FooBar FooBar - 4 months ago 36
Python Question

Interaction between pathos.ProcessingPool and pickle

I have a list of calculations I need to run. I'm parallelizing them using

from pathos.multiprocessing import ProcessingPool
pool = ProcessingPool(nodes=7)
values = pool.map(helperFunction, someArgs)


helperFunction
does create a class called
Parameters
, which is defined in the same file as

import otherModule
class Parameters(otherModule.Parameters):
...


So far, so good.
helperFunction
will do some calculations, based on the
Parameters
object, change some of its attributes, and finally store them using
pickle
. Here's the relevant excerpt of the helper function (from a different module) that does the saving:

import pickle
import hashlib
import os
class cacheHelper():

def __init__(self, fileName, attr=[], folder='../cache/'):
self.folder = folder

if len(attr) > 0:
attr = self.attrToName(attr)
else:
attr = ''
self.fileNameNaked = fileName
self.fileName = fileName + attr

def write(self, objects):
with open(self.getFile(), 'wb') as output:
for object in objects:
pickle.dump(object, output, pickle.HIGHEST_PROTOCOL)


when it gets to
pickle.dump()
, it raises an Exception which is hard to debug because the debugger wont step into the worker that actually faced that exception. Therefore I created a breakpoint right before the dumping happened, and manually entered that command. Here is the output:

>>> pickle.dump(objects[0], output, pickle.HIGHEST_PROTOCOL)
Traceback (most recent call last):
File "/usr/local/anaconda2/envs/myenv2/lib/python2.7/site-packages/IPython/core/interactiveshell.py", line 2885, in run_code
exec(code_obj, self.user_global_ns, self.user_ns)
File "<ipython-input-1-4d2cbb7c63d1>", line 1, in <module>
pickle.dump(objects[0], output, pickle.HIGHEST_PROTOCOL)
File "/usr/local/anaconda2/envs/myenv2/lib/python2.7/pickle.py", line 1376, in dump
Pickler(file, protocol).dump(obj)
File "/usr/local/anaconda2/envs/myenv2/lib/python2.7/pickle.py", line 224, in dump
self.save(obj)
File "/usr/local/anaconda2/envs/myenv2/lib/python2.7/pickle.py", line 331, in save
self.save_reduce(obj=obj, *rv)
File "/usr/local/anaconda2/envs/myenv2/lib/python2.7/pickle.py", line 396, in save_reduce
save(cls)
File "/usr/local/anaconda2/envs/myenv2/lib/python2.7/pickle.py", line 286, in save
f(self, obj) # Call unbound method with explicit self
File "/usr/local/anaconda2/envs/myenv2/lib/python2.7/site-packages/dill/dill.py", line 1203, in save_type
StockPickler.save_global(pickler, obj)
File "/usr/local/anaconda2/envs/myenv2/lib/python2.7/pickle.py", line 754, in save_global
(obj, module, name))
PicklingError: Can't pickle <class '__main__.Parameters'>: it's not found as __main__.Parameters


The odd thing is that this doesn't happen when I don't parallelize, i.e. loop through
helperFunction
manually. I'm pretty sure that I'm opening the right
Parameters
(and not the parent class).

I know it is tough to debug things without a reproducible example, I don't expect any solutions on this part. Perhaps the more general question is:

What does one have to pay attention to when parallelizing code that uses
pickle.dump()
via another module?


Answer

Straight from the Python docs.

12.1.4. What can be pickled and unpickled? The following types can be pickled:

  • None, True, and False
  • integers, floating point numbers, complex
  • strings, bytes, bytearrays
  • tuples, lists, sets, and
  • dictionaries containing only picklable objects functions defined at the top level of a module (using def, not lambda)
  • built-in functions defined at the top level of a module
  • classes that are defined at the top level of a module
  • instances of such classes whose __dict__ or the result of calling __getstate__() is picklable (see section Pickling Class Instances for details).
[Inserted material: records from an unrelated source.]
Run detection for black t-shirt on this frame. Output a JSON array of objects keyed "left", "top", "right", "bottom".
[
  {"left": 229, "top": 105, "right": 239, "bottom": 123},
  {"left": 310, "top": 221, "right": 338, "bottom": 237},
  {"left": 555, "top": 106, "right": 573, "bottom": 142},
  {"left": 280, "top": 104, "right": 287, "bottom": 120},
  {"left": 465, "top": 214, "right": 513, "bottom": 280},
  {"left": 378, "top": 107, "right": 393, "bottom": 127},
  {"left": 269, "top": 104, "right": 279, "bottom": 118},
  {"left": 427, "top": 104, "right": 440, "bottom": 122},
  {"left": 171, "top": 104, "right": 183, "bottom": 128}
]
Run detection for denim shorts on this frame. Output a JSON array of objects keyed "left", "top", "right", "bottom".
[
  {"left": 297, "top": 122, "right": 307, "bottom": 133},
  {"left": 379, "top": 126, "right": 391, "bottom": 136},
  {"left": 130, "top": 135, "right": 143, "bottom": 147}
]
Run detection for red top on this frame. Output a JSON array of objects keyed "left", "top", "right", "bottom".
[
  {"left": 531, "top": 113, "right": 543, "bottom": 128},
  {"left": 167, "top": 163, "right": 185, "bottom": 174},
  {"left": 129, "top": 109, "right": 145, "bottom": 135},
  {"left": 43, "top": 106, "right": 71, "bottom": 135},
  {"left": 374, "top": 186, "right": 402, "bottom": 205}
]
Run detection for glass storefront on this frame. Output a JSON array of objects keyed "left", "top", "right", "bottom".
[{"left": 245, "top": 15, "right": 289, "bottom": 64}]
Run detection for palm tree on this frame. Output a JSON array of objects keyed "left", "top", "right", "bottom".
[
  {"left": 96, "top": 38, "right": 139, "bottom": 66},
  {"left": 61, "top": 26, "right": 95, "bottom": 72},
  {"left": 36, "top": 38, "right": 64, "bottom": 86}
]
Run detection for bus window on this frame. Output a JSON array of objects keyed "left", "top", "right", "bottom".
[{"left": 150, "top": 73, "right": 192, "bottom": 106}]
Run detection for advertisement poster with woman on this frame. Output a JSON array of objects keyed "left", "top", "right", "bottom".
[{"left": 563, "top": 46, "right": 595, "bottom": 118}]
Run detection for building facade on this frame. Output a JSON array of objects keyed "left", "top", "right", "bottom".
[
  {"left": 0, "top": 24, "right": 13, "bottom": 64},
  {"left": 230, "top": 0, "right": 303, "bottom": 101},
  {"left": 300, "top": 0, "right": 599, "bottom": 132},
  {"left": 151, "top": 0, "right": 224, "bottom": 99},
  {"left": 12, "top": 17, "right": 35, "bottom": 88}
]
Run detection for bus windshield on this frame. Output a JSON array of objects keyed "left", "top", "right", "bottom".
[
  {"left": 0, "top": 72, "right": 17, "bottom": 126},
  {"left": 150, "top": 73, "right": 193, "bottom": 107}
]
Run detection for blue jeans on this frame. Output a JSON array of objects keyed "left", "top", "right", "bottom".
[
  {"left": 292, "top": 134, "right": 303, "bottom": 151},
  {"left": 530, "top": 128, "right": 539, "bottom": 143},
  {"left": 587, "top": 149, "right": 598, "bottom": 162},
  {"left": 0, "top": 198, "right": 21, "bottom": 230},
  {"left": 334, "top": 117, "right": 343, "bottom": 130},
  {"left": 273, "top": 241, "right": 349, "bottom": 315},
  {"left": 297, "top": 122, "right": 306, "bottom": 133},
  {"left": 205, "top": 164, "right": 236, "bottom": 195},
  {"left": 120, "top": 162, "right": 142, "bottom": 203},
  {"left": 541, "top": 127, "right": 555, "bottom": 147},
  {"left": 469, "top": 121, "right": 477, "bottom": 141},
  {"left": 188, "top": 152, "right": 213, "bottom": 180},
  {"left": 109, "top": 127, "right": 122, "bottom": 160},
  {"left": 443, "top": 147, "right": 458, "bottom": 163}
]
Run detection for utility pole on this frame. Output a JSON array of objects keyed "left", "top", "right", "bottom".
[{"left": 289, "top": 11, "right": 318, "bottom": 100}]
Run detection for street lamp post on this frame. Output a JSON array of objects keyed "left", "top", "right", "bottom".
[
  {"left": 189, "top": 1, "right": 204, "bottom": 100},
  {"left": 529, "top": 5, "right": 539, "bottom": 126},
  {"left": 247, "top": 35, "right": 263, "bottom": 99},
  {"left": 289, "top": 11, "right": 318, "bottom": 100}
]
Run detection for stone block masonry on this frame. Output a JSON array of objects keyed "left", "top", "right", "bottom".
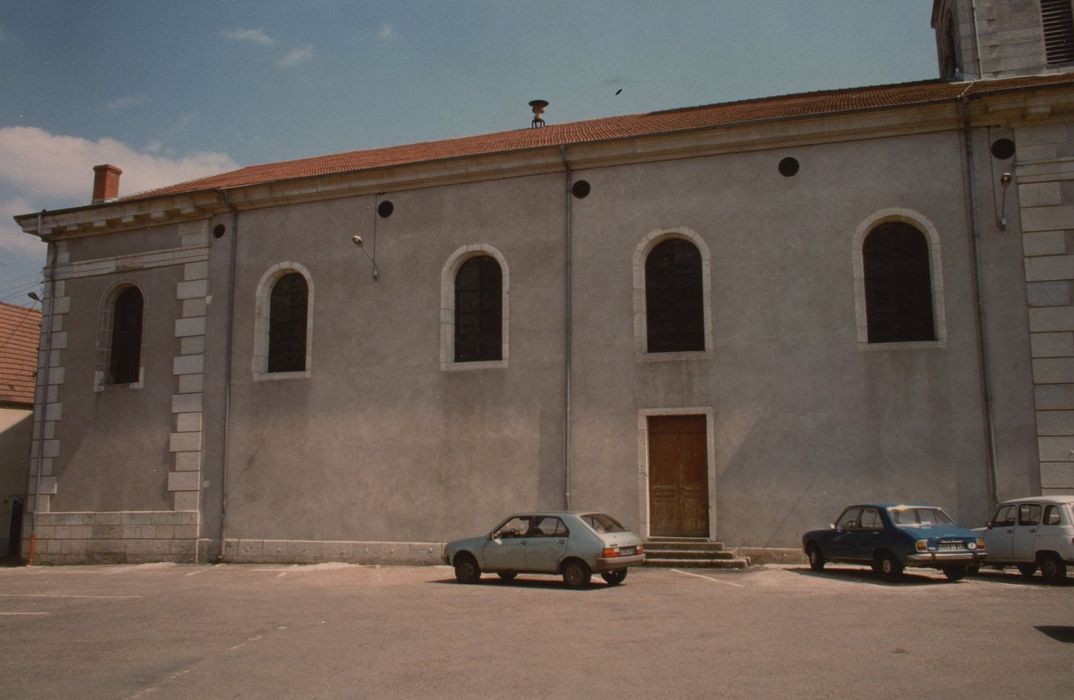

Everything else can't be pickled. In your case, though it's very hard to say given the excerpt of your code, I believe the problem is that the class Parameters is not defined at the top level of the module, hence its instances can't be pickled.

The whole point of using pathos.multiprocessing (or its actively developing fork multiprocess) instead of the built-in multiprocessing is to avoid pickle, because there are far too many things the later can't dump. pathos.multiprocessing and multiprocess use dill instead of pickle. And if you want to debug a worker, you can use trace.

NOTE As Mike McKerns (the main contributor of multiprocess) rightfully noticed, there are cases that even dill can't handle, though it will be hard to formulate some universal rules on that matter.